My takeaway as a commercial real estate guy is we need to focus on productivity gains to accelerate the economy (and grow it to cover the cost of expanding programs and entitlement costs). The current 2-2.5% GDP growth is barely keeping up with inflation. The structural deficit now exceeds $1 trillion annually. In 2018 Congress passed a $2.99 trillion budget while spending $4 trillion. This is not sustainable. The point being while the U.S. is still the global safe harbor our strength and prominence is fading. In 2018 China’s economy matched or exceeded the U.S. as measured by Purchasing Power Parity (PPP). The productivity discussion has been going on for years. For example, quoting Paul Krugman from his 1994 book, The Age of Diminished Expectations, “What about competitiveness? It is obvious to everyone that the once-vaunted U.S. superiority over other nations in technology and quality has eroded and perhaps vanished over the past decade...”

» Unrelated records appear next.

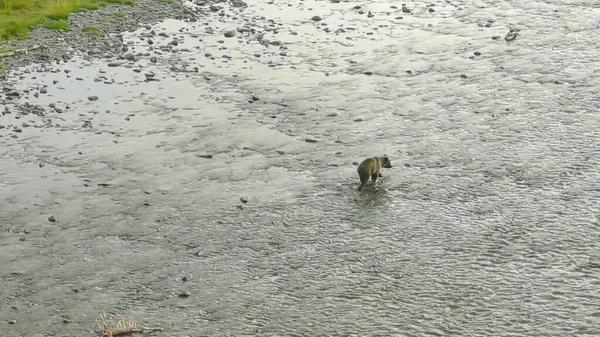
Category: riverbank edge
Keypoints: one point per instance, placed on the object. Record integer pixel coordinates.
(46, 46)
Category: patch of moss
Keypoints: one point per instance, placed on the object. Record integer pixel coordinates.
(18, 16)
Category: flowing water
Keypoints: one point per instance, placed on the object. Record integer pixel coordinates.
(487, 225)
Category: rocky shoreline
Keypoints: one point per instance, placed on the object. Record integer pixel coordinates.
(45, 46)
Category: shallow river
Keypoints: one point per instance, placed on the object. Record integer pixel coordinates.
(487, 225)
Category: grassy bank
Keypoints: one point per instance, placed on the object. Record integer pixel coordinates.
(18, 16)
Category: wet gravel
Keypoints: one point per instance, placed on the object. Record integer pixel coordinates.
(196, 170)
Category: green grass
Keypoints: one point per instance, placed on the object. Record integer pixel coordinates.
(57, 24)
(92, 30)
(18, 16)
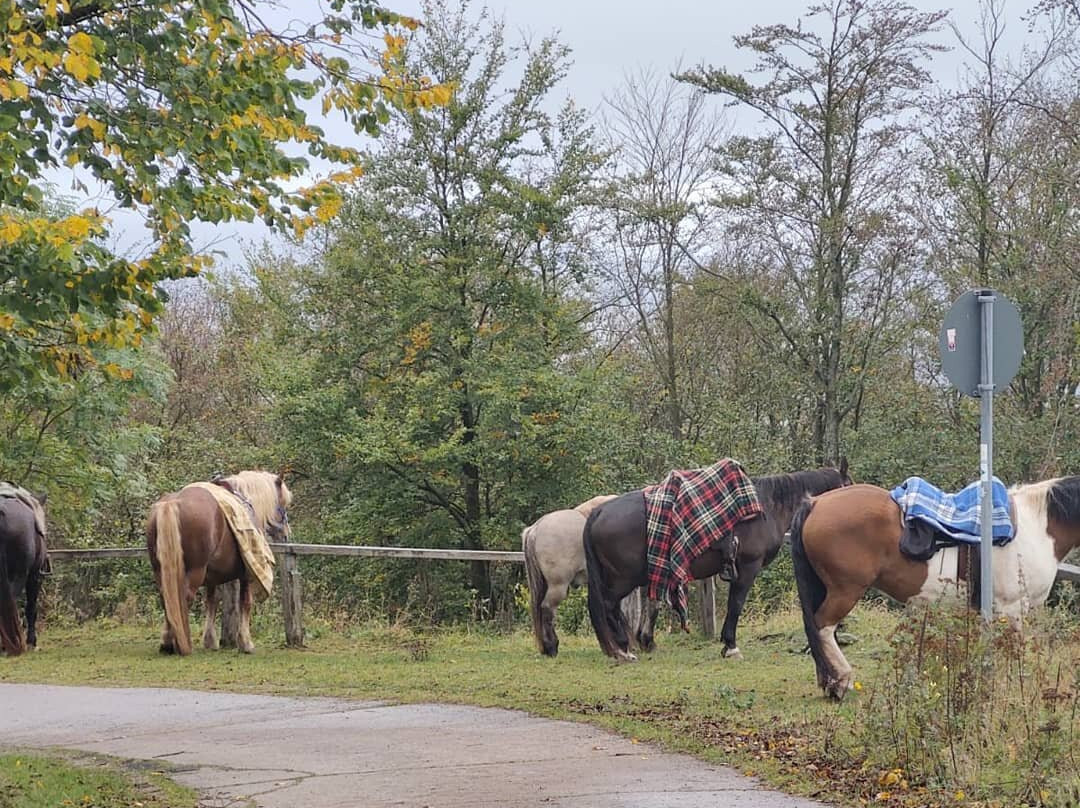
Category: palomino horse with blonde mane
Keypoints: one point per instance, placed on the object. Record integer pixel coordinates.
(554, 560)
(191, 544)
(848, 540)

The PUB presentation nailed it – our economy, along with our stock markets and bond markets are built up on Main St. (businesses like you and me), but we live in a global world market, so politics, both national and international come into play. What we know we are likely to see is continued volatility in the markets. The 20% drop in December (Christmas Eve!) was daunting, but we have recovered. Timing these ups and downs is not humanly possible. That is where asset classes like commercial real estate can smooth out some of the peaks (and more importantly the valleys).
Extremely high construction costs for new construction have pushed pricing on existing buildings higher, well above historic norms, even adjusted for inflation. Those A markets are seeing bullish construction, even now, – condos, multifamily, hotels and some office/mixed-use. Here in the peaceful suburban markets (a.k.a. “the boonies” to some) we have not seen as much activity. There are exceptions - Portsmouth, Rockingham Park in Salem, Woodmont Orchards in Londonderry (just coming out of the ground).
We in commercial real estate see a correction coming, and are actually looking forward to it, as some level of price normalization will be good for everybody.
Bill Norton, CRE, FMA, Hon. AIA NH, is a principal of Norton Asset Management, Manchester, N.H.